In the film’s chilling opening scenes, Parker visits his traditional lands in full hazmat suit, a lone figure shrouded in white plastic, face hidden behind a respirator. He contemplates a tranquil waterhole where he used to fish and camp as a boy. Next, we see him standing atop a tailings dump. His voice echoes over the land as he shouts into the void: “This is all the crap that has been here for well over 60 years … All this rubbish, all the tailings. Country is no good. Ruined. Poison has been left here. White and black, getting sick. Making my spirit feel bad. Whitefellas left it behind … All my old people, we’re all crying for Country.” Lang Hancock, the father of billionaire mining magnate Gina Rinehart, was the original owner of the Wittenoom mine. The film includes archival footage of the late prospector and mining entrepreneur, dubbed the “human bulldozer”. Let’s just say that Hancock’s views on Aboriginal people, and the sufferers of asbestos disease, have not dated well. The mine was taken over by CSR Limited in 1943 and continued to operate until 1966, when it was closed because of growing health concerns.
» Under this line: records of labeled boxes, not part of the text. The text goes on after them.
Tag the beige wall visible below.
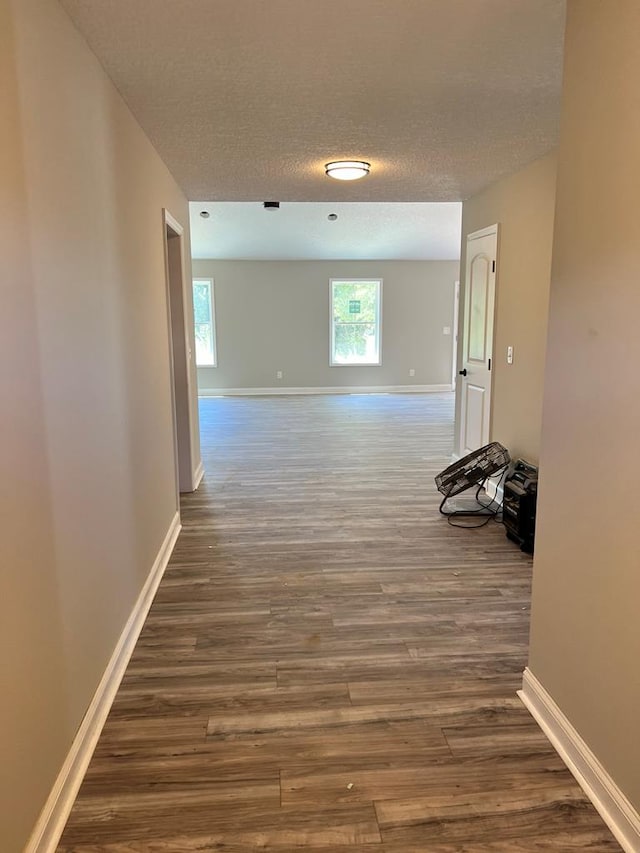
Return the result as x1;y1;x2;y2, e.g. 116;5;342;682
0;0;199;853
193;261;458;389
530;0;640;810
456;153;556;464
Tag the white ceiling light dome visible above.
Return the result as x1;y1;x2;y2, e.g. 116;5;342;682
324;160;371;181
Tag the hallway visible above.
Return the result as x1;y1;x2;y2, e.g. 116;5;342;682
59;394;620;853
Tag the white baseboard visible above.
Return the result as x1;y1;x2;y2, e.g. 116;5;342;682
193;459;204;492
198;385;451;397
23;512;181;853
518;667;640;853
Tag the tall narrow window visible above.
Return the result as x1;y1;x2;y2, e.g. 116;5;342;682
193;278;216;367
331;278;382;365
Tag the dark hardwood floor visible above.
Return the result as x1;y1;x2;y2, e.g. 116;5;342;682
59;394;620;853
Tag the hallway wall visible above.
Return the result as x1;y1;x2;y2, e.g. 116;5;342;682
456;152;556;464
530;0;640;811
0;0;199;853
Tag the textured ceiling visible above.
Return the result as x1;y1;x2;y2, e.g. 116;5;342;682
190;201;462;261
61;0;565;202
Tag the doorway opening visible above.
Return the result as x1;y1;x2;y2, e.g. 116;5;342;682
163;209;201;496
458;225;498;456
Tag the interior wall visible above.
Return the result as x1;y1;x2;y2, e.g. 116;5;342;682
530;0;640;811
0;0;198;853
193;260;459;392
456;152;556;464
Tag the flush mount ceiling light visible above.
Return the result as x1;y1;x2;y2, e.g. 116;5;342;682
324;160;371;181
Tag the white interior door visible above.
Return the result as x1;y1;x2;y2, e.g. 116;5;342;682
458;225;498;456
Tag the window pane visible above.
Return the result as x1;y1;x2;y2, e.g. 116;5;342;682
193;281;211;323
331;281;380;364
193;279;216;366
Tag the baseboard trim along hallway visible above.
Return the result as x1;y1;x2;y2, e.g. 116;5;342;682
198;385;453;397
24;512;181;853
518;667;640;853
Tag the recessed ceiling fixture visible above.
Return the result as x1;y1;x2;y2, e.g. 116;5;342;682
324;160;371;181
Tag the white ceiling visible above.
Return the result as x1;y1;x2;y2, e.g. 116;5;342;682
190;202;462;260
61;0;565;203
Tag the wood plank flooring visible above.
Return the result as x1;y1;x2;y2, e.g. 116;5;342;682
59;394;620;853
In 2007, the Wittenoom township was degazetted – in effect, wiped off the map. The town disappeared, but the aftermath of its mines was not so easily erased. According to the Asbestos Diseases Society of Australia, more than 2000 workers and residents of Wittenoom have died from asbestos diseases to date. For the local Indigenous people, the consequences are intensified – not only do they have the world’s highest mortality rates from malignant mesothelioma, they are denied access to their traditional lands. Bou Melhem had covered a number of conflict zones, including in Syria, Libya, Myanmar and Pakistan, but has had more nightmares about filming in Wittenoom’s exclusion zone than she has ever had about working in war zones. The danger in a war zone is usually immediate, she explains. But mesothelioma is a slow and silent disease, generally not appearing for 20 to 50 years after the original exposure. The danger is ever-present.